The treated cells in each group were washed twice with ice-cold PBS and then lysed in 0.5 ml of lysis buffer for 20 min at 4°C. Next, the lysates were centrifuged for 10 min at 12,000 g and 4°C, and the supernatants were collected. The protein concentration in each supernatant was determined using a BCA Protein assay kit (Thermo Fisher Scientific, Inc.). Next, an equal amount of protein from each supernatant was separated by 10% SDS-PAGE, and the protein bands were transferred onto polyvinylidene fluoride (PVDF) membranes, which were subsequently blocked with skim milk. The membranes were then incubated with primary antibodies against cleaved-caspase-3 (CST, Danvers, MA, U.S.A., 9654s), IL-2 (CST, D7A5), IL-6 (CST, D3K2N), P-p65 (CST, 93H1), p-65 (CST, D14E12), TNF-α (CST, 3707), FASLG (Abcam, Cambridge, MA, U.S.A., ab15285), and GAPDH (CST, 14C10) overnight at 4°C; After which, the membranes were incubated with horseradish peroxidase-conjugated anti-IgG (Santa Cruz Biotechnology, Dallas, TX, U.S.A.) as the secondary antibody. The immunostained protein bands were visualized using an enhanced chemiluminescence (ECL) detection kit (Pierce, Rockford, IL, U.S.A.).
Dual-luciferase reporter assay
The binding site of miR-21-5p (including the FASLG-Wild and FASLG-Mut) was constructed and inserted into a psiCHECK-2 vector (Realgene, Nanjing, China).

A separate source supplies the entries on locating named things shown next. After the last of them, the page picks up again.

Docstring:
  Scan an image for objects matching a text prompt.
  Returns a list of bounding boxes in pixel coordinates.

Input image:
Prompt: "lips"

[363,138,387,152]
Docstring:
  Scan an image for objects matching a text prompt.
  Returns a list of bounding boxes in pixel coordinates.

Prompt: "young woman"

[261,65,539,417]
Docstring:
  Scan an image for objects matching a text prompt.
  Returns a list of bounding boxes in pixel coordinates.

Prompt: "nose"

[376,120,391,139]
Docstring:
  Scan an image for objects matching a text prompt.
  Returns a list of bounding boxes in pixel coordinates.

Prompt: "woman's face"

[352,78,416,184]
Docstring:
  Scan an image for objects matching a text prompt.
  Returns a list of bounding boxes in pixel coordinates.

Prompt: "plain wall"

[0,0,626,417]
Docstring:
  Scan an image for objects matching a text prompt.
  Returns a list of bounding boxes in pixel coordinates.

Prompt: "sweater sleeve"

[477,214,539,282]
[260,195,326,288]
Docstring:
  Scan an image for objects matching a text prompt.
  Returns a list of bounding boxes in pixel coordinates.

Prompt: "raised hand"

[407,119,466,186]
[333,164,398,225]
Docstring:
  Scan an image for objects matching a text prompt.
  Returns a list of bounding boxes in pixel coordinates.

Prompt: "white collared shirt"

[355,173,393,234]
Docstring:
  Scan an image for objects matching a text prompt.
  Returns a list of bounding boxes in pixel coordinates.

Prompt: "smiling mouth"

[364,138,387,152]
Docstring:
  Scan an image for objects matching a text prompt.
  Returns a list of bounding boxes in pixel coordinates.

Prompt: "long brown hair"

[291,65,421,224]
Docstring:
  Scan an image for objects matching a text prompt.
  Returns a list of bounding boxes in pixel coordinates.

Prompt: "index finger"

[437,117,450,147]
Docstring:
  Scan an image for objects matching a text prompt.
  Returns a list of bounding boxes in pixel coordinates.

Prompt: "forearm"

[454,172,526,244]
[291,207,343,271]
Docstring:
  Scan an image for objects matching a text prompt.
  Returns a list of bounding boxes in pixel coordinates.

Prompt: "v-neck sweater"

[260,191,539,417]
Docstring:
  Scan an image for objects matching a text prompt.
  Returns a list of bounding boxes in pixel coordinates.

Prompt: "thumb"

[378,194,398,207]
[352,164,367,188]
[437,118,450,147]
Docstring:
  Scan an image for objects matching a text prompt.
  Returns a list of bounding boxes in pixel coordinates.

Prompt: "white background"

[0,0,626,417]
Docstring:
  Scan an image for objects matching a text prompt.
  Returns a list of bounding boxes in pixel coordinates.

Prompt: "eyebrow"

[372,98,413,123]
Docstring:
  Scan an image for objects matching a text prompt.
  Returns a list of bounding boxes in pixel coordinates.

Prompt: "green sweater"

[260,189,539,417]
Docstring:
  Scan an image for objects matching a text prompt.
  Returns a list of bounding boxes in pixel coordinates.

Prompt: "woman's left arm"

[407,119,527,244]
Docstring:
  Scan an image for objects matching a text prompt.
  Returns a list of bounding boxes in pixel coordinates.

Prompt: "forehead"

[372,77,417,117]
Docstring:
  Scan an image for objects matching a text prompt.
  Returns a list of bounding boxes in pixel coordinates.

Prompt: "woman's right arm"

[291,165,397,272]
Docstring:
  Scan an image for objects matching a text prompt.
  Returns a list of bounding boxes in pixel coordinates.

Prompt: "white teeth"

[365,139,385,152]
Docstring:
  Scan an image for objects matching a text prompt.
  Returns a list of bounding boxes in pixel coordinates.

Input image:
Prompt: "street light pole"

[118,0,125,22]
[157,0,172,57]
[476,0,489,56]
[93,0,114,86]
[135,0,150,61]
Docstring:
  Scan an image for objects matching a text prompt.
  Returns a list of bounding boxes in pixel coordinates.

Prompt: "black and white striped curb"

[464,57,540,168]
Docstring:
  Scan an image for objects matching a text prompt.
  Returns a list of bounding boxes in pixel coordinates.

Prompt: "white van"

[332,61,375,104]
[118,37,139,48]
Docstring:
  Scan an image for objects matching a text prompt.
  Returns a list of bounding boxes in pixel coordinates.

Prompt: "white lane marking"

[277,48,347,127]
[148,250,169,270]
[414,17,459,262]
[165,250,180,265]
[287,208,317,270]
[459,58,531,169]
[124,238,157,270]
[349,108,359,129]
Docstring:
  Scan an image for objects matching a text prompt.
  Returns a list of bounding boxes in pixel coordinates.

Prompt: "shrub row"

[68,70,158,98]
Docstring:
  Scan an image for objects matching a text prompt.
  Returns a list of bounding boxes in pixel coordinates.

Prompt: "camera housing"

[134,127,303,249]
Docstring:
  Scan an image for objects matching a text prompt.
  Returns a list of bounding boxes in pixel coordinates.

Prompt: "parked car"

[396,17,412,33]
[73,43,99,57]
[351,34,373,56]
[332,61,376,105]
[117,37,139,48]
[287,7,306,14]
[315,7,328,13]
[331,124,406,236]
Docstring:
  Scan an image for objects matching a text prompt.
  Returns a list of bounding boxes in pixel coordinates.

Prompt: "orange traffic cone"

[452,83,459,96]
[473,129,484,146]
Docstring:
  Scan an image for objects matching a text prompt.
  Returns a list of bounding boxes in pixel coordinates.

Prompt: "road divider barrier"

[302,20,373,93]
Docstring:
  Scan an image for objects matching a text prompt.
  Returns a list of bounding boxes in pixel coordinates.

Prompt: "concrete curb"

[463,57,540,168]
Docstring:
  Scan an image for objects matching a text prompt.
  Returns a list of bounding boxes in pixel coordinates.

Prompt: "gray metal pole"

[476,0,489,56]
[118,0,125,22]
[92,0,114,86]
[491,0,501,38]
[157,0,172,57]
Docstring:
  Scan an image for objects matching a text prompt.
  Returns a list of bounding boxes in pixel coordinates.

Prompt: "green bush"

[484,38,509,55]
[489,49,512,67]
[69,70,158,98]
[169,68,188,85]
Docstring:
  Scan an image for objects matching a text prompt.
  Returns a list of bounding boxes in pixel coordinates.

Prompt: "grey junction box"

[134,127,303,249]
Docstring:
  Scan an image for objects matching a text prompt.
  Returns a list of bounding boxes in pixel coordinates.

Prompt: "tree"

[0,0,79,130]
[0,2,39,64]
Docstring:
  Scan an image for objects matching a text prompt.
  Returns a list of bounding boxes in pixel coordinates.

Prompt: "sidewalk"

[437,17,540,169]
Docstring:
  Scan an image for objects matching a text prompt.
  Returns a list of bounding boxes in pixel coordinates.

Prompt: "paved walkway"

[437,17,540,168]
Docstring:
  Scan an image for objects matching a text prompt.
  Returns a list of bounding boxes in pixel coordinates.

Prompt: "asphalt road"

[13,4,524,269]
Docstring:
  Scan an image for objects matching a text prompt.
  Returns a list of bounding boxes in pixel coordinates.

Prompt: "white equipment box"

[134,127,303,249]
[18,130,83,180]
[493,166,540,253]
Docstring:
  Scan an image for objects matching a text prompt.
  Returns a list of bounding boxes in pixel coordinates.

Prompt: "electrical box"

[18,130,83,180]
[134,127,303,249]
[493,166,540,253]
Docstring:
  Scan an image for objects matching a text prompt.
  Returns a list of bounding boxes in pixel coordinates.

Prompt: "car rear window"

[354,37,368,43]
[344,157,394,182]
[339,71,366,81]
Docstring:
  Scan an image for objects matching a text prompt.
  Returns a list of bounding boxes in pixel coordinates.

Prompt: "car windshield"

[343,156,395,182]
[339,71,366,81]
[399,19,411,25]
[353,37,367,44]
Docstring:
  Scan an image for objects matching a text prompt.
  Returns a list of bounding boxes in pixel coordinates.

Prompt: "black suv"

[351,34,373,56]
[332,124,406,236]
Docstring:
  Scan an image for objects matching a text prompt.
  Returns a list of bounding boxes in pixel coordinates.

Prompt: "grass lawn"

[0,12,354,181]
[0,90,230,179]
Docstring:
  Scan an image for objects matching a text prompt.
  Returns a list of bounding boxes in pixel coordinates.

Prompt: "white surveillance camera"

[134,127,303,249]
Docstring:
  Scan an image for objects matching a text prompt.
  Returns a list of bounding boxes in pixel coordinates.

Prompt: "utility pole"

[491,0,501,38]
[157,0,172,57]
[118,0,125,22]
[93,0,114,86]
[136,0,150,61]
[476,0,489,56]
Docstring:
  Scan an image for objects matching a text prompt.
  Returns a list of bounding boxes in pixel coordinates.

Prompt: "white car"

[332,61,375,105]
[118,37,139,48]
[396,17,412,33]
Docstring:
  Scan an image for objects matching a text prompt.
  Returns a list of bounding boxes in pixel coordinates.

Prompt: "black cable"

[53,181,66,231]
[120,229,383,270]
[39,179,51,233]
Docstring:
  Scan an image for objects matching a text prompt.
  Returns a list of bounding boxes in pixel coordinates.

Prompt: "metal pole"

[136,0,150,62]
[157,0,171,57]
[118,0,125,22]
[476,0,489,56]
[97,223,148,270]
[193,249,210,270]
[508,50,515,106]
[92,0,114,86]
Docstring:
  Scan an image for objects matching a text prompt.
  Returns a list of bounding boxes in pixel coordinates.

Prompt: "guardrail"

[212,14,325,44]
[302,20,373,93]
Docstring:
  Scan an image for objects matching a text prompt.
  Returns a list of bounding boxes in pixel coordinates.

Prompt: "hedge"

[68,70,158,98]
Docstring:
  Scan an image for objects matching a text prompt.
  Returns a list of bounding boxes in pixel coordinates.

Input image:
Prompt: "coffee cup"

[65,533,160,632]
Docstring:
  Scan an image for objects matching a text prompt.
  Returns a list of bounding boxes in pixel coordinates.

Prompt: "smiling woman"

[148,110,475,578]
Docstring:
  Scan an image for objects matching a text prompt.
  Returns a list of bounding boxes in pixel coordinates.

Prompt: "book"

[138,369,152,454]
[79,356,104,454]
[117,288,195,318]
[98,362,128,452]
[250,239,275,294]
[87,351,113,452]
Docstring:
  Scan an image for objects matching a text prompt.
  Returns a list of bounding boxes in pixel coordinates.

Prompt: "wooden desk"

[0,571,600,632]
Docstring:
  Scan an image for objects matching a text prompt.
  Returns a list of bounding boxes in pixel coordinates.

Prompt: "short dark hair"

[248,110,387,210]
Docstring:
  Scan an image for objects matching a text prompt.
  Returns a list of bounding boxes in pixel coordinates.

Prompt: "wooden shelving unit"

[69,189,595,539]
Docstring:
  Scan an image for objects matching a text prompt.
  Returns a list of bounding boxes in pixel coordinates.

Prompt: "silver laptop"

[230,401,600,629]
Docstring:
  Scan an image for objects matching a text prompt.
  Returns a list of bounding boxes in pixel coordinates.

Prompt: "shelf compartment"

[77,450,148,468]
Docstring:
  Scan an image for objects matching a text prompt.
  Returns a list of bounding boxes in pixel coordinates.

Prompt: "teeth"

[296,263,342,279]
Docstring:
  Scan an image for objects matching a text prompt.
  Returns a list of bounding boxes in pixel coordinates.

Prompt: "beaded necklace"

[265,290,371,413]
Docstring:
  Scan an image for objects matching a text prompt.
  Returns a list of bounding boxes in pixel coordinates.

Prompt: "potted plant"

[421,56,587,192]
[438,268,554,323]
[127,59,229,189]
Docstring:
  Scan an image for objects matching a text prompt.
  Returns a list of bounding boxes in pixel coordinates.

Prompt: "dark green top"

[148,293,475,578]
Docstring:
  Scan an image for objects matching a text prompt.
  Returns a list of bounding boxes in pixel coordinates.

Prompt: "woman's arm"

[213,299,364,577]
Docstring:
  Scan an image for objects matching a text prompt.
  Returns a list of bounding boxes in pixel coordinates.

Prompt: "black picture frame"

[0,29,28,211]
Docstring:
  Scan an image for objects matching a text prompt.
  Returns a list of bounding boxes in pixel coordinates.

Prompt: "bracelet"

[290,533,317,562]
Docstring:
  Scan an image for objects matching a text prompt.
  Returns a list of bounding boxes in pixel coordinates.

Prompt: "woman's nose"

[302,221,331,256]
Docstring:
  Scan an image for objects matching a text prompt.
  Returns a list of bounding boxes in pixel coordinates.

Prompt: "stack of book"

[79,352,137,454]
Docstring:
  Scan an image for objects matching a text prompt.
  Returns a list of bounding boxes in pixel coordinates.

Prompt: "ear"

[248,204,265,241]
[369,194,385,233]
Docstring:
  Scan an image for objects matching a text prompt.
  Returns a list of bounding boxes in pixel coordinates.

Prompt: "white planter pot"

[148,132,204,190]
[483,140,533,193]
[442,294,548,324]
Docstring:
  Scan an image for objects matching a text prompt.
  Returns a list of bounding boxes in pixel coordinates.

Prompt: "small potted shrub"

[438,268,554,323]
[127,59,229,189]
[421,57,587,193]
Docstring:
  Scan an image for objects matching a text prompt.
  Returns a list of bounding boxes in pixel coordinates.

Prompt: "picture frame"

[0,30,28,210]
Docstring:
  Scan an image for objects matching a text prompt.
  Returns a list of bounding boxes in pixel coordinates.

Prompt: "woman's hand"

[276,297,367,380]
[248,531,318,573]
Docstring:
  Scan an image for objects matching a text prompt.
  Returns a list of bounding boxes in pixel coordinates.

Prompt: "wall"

Briefly, H9C2 cells were seeded into 24-well plates and transfected with the corresponding reporter plasmids by using Lipofectamine 2000 (Invitrogen, Shanghai, China). After 48 h of transfection, the cells were collected and assayed with a Dual Luciferase Assay System (Promega, Madison, WI, U.S.A.) according to the manufacturer’s instructions.
All quantitative data were analyzed using PASW Statistics for Windows, Version 18.0 (SPSS Inc., Chicago, IL, U.S.A.), and results are expressed as the mean ± SD of data obtained from least three experiments. Comparisons between two groups were performed using Student’s t-test and one-way analysis of variance (ANOVA) was used for comparisons among multiple groups. Each experiment was performed at least three times. A P-value < 0.05 was considered to be statistically significant.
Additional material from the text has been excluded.